Quelles conséquences pour les actifs financiers et la construction de portefeuilles ?

Premièrement, une croissance potentielle plus faible signifie que l’écart de production, c’est-à-dire la différence entre la croissance réelle et la croissance potentielle du PIB, est inférieur à ce qu’il paraît. Aux Etats-Unis par exemple, l’économie est probablement plus proche de son potentiel que ne le pensent les investisseurs, et la politique de taux zéro devrait bientôt prendre fin.
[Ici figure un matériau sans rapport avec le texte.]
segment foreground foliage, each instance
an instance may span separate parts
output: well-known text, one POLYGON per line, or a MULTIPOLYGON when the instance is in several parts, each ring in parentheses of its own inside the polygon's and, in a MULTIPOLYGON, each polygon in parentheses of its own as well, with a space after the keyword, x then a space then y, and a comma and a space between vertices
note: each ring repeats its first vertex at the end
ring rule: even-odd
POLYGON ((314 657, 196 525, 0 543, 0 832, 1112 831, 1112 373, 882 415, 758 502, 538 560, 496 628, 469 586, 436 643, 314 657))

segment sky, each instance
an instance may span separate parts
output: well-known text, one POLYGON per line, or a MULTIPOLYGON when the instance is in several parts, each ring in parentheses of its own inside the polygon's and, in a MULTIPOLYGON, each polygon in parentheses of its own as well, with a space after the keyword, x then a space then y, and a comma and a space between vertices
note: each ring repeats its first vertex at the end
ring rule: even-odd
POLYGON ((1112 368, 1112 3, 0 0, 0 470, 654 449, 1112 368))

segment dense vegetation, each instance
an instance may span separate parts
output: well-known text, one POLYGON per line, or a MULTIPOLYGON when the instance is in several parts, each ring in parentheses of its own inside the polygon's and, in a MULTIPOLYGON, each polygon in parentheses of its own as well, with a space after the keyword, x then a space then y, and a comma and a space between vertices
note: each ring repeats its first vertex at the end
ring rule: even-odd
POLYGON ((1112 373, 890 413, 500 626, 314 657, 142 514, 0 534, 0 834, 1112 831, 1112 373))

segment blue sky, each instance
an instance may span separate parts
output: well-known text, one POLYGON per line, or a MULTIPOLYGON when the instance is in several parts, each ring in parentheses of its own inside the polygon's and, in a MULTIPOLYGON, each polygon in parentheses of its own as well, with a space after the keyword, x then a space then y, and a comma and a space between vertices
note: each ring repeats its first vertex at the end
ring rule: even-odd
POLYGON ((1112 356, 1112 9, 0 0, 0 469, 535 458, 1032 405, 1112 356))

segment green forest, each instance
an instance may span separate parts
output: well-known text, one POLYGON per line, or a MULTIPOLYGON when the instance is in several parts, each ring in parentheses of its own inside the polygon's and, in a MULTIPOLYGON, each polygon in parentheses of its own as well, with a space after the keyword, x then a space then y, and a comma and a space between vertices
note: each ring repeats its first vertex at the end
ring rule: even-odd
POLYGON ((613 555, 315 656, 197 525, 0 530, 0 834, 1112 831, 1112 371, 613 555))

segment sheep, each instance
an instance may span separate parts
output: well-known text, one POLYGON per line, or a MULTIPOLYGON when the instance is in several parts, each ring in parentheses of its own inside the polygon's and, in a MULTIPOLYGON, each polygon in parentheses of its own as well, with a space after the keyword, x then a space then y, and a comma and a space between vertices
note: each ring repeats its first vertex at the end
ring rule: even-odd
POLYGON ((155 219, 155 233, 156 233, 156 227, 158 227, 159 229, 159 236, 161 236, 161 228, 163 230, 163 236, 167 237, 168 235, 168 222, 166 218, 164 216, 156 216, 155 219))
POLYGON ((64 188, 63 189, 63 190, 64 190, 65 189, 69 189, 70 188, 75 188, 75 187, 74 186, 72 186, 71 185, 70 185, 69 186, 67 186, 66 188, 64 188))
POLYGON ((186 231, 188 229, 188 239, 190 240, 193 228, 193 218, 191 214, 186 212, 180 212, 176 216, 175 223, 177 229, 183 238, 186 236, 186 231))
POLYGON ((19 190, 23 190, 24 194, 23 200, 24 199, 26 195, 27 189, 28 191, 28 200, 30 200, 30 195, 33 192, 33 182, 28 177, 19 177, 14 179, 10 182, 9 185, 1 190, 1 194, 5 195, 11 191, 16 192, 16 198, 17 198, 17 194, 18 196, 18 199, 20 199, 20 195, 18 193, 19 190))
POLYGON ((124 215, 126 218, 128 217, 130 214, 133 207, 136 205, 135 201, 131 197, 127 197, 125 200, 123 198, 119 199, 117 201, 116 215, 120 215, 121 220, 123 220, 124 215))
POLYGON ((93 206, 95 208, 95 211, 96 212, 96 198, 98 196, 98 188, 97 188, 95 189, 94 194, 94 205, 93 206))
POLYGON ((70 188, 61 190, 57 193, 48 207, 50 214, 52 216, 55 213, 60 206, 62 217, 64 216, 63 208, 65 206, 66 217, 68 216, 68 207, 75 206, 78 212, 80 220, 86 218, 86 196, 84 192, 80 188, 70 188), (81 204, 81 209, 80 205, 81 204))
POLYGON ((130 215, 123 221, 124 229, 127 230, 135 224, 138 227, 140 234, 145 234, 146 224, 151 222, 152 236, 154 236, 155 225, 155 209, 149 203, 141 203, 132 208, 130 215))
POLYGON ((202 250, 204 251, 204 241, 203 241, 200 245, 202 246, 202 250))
Deuxièmement, une croissance potentielle de long-terme plus faible entraîne un niveau d’équilibre plus bas sur la partie longue de la courbe des taux, en particulier avec la tendance des acteurs économiques à se désendetter et les niveaux élevés d’épargne dans le monde, qui devraient maintenir les taux à 10 ans durablement sous la tendance de la croissance nominale. Le risque de perte sur la partie longue des courbes des taux américaines et européennes s’en voit diminué.

Troisièmement, une croissance potentielle plus faible signifie de moindres rendements du capital, ce qui pousse les investisseurs à rechercher des rendements et conduit à des prix des actifs structurellement plus élevés. Ainsi, les multiples (ratios cours/bénéfices) des actions sont plus élevés (et les rendements bénéficiaires plus bas), mais les rendements inférieurs des obligations compensent partiellement l’impact sur la prime de risque implicite (rendement bénéficiaire moins rendement obligataire). Tant que cette prime ne s’amenuise pas trop, les investisseurs en actions sont rémunérés pour le risque qu’ils prennent par rapport aux obligations.

Quatrièmement, lorsque les rendements sont faibles, des pertes de confiance, ou des modifications des attentes des investisseurs, peuvent entraîner d’importantes révisions à la baisse d’actifs financiers. Ce type d’environnement est donc propice à des périodes de volatilité plus fortes. Ceci requiert de solides compétences tactiques, ainsi qu’une plus grande capacité à mettre en place les couvertures appropriées pour assurer la résilience du portefeuille.

Enfin, un écart de production moindre allié à des politiques accommodantes de la part des banques centrales peut créer de rapides changements, même s’ils ne sont que temporaires, quant aux attentes en termes d’inflation. Ceci peut entraîner une correction simultanée des obligations et des actions. La corrélation entre les actifs peut ainsi tendre à être plus importante, ce qui rend particulièrement cruciale la diversification des portefeuilles au moyen de sources alternatives de rendement comme les hedge funds, les titres adossés à des actifs et les actifs réels.